Clean air advocate Tessa Oliva, Executive Director of Green Convergence, said: “Quezon City’s ban on firecrackers is good news for our noses and lungs as it will cut the discharge of dirty and toxic fumes that we inhale, which can aggravate the health conditions of adults and kids, especially those with asthma and other respiratory ailments. Since air pollutants know no boundaries, we hope other LGUs will ban firecrackers and fireworks as well.”

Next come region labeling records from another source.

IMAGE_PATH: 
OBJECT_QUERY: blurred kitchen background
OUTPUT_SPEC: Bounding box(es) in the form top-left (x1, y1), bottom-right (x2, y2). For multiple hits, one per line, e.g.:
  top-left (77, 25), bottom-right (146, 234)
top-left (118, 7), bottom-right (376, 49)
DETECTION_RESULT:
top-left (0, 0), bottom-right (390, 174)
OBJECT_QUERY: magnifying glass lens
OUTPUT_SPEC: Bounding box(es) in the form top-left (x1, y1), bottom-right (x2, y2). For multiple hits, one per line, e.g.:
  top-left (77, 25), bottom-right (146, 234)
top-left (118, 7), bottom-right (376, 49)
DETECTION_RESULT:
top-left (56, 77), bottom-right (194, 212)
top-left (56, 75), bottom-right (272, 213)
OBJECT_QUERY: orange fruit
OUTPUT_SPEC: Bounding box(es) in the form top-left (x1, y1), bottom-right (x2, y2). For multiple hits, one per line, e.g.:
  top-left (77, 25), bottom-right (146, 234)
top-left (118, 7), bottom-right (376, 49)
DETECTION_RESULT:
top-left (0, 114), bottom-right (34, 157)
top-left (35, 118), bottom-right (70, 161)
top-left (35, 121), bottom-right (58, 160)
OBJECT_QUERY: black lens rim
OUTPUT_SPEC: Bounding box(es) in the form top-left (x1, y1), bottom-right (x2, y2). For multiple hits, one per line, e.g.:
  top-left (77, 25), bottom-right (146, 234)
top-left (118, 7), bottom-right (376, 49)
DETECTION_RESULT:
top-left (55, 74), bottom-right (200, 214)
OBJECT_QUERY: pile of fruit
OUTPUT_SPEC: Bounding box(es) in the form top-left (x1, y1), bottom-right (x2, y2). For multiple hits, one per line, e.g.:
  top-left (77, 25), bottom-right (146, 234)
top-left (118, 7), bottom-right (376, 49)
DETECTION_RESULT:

“With the ban on firecrackers, we hope to see cleaner streets come New Year’s Day. We look forward to ushering in 2018 with no more firecracker wrappers and debris to sweep and dispose of. The ban will surely cut the quantity and toxicity of residual waste that our communities throw away during New Year and other special occasions,” said Sonia Mendoza, Chairman, Mother Earth Foundation.

For Anna Cabrera, Executive Director of the Philippine Animal Welfare Society, “the prohibition on firecrackers will be very beneficial to animals, especially for pet as well as stray cats and dogs who suffer a lot from the ear-splitting sounds of firecracker explosions,” adding that “other LGUs should follow Quezon City’s example.”

“As a resident of an urban poor community in Quezon City, the ban of firecrackers, we hope, will reduce the threat of fires in our neighborhood, as well as put more nutritious food on the table with the money saved from not buying firecrackers,” said Mercy Donor of Piglas Kababaihan.

The new ordinance signed in October specifies that the ban covers public places such as any street, road, alley, thoroughfare, open space, plaza, park, basketball court, and other similar places.

Firecrackers can still be approved for use in festivities with a clearance from the Department of Public Order and Safety.